Primary health care is an ideal setting to identify adults who are physically inactive and to initiate a brief, cost-effective physical activity intervention. Over 80% of female adults visit their primary care provider (family physician or primary care nurse) each year [30]. Risk factors for diabetes and cardiovascular disease are assessed in primary care and people are used to receiving health-related messages in the context of primary health care. Furthermore, the basic green prescription program is already disseminated throughout New Zealand, delivered to nearly 16,000 patients per year [31]. If the present trial is positive, the data will be assessed to determine whether the enhanced program is cost-effective.

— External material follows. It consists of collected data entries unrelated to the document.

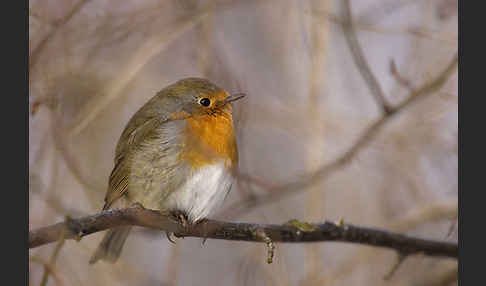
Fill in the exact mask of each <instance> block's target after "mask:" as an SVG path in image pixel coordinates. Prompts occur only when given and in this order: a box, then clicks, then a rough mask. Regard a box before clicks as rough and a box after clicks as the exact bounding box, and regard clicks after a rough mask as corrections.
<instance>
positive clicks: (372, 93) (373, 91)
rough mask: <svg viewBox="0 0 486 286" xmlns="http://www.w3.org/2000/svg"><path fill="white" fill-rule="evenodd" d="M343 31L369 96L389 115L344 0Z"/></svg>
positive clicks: (388, 103) (379, 89) (380, 90)
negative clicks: (366, 58)
mask: <svg viewBox="0 0 486 286" xmlns="http://www.w3.org/2000/svg"><path fill="white" fill-rule="evenodd" d="M342 3H343V6H344V7H343V10H344V11H343V15H342V18H343V25H342V27H343V30H344V36H345V38H346V42H347V43H348V47H349V49H350V51H351V55H352V56H353V60H354V63H355V64H356V67H357V68H358V71H359V72H360V74H361V76H362V77H363V79H364V80H365V82H366V84H367V85H368V88H369V89H370V91H371V94H372V95H373V96H374V97H375V100H376V102H377V103H378V105H379V107H380V109H381V110H382V111H383V112H384V113H390V112H391V111H392V107H391V106H390V105H389V103H388V102H387V100H386V96H385V93H384V92H383V90H382V89H381V86H380V84H379V83H378V80H377V79H376V77H375V76H374V74H373V72H372V71H371V68H370V65H369V64H368V61H367V60H366V58H365V56H364V53H363V49H362V48H361V45H360V44H359V41H358V36H357V35H356V31H355V29H354V25H353V17H352V13H351V6H350V4H349V0H344V1H343V2H342Z"/></svg>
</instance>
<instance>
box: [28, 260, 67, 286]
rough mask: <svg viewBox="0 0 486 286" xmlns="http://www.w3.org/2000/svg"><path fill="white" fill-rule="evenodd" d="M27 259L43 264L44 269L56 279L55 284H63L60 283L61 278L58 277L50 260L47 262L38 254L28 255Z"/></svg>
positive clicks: (53, 277) (61, 283) (58, 276)
mask: <svg viewBox="0 0 486 286" xmlns="http://www.w3.org/2000/svg"><path fill="white" fill-rule="evenodd" d="M29 260H30V261H31V262H37V263H39V264H42V265H43V266H44V269H46V270H47V271H48V272H49V273H50V274H51V275H52V277H53V278H54V280H55V281H56V284H57V285H59V286H61V285H63V284H62V283H61V279H60V278H59V275H58V274H57V273H56V271H55V269H54V267H53V265H52V264H51V263H50V262H48V261H46V260H44V259H42V258H40V257H38V256H32V257H30V259H29ZM29 285H30V284H29Z"/></svg>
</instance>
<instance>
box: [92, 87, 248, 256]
mask: <svg viewBox="0 0 486 286" xmlns="http://www.w3.org/2000/svg"><path fill="white" fill-rule="evenodd" d="M243 96H244V95H243V94H235V95H229V94H228V93H227V92H226V91H224V90H223V89H221V88H219V87H218V86H216V85H214V84H213V83H211V82H209V81H208V80H206V79H201V78H186V79H182V80H180V81H178V82H176V83H174V84H172V85H169V86H167V87H166V88H164V89H162V90H161V91H160V92H158V93H157V94H156V95H155V96H154V97H152V98H151V99H150V100H149V101H148V102H147V103H146V104H145V105H144V106H143V107H141V108H140V109H139V110H138V111H137V112H136V113H135V115H133V117H132V118H131V119H130V121H129V122H128V124H127V126H126V127H125V129H124V131H123V133H122V135H121V137H120V139H119V141H118V145H117V147H116V155H115V167H114V168H113V171H112V172H111V175H110V178H109V186H108V191H107V193H106V196H105V205H104V207H103V210H107V209H113V208H123V207H128V206H130V205H133V204H140V205H142V206H143V207H144V208H147V209H152V210H160V211H169V212H180V213H181V214H183V215H182V217H181V218H182V219H187V221H188V222H189V223H195V222H197V221H199V220H201V219H203V218H206V217H207V216H208V215H209V214H210V213H211V211H212V210H214V209H215V208H216V207H218V206H219V205H220V204H221V203H222V201H223V200H224V198H225V197H226V195H227V194H228V192H229V190H230V189H231V185H232V182H233V179H234V176H235V171H236V168H237V166H238V148H237V145H236V138H235V131H234V128H233V119H232V107H231V104H230V103H231V102H232V101H235V100H238V99H240V98H242V97H243ZM130 229H131V227H130V226H123V227H116V228H113V229H110V230H108V233H106V234H105V236H104V238H103V240H102V241H101V243H100V245H99V246H98V249H97V250H96V252H95V253H94V254H93V256H92V257H91V259H90V263H95V262H96V261H98V260H100V259H101V260H106V261H108V262H111V263H114V262H116V260H117V259H118V257H119V256H120V253H121V250H122V247H123V244H124V243H125V240H126V239H127V236H128V234H129V232H130Z"/></svg>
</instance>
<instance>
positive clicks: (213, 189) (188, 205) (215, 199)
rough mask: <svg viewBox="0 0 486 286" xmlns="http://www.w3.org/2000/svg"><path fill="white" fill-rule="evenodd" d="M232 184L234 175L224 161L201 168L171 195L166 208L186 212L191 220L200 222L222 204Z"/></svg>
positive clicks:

A strength of this study is the inclusion of indigenous Maori, as well as Pacific women who are at greater risk for the development of diabetes in New Zealand. A limitation of the trial is the possibility that participants in the control group are given a basic green prescription as part of their usual care. This potential contamination may dilute the effect of the intervention. However, in a previous trial, the percentage of those in the control group that received a green prescription as part of their usual care was less than 3% so levels of contamination are likely to be low [12]. If successful, this relatively simple intervention delivered through primary care will improve risk factors for cardiovascular disease and diabetes in mid-life and older women, and has the potential to be delivered with success to other sedentary population groups.


Funding was received from the National Heart Foundation of New Zealand (Grant No. 1091 and Grant-in-aid No. 1091 and No. 1222), the Lottery Health Research Grants Board, the Hutt Valley District Health Board, Sport and Recreation New Zealand.

Ethical approval

This trial was approved by the Central Region Ethics Committee (formerly the Wellington Ethics Committee) in September 2004 (ID number: 04/08/061).

Trial registration

Australian Clinical Trials Registry (ACTR), ACTRN012605000490673

Figure 1
figure 1

Flowchart of participant recruitment and trial design.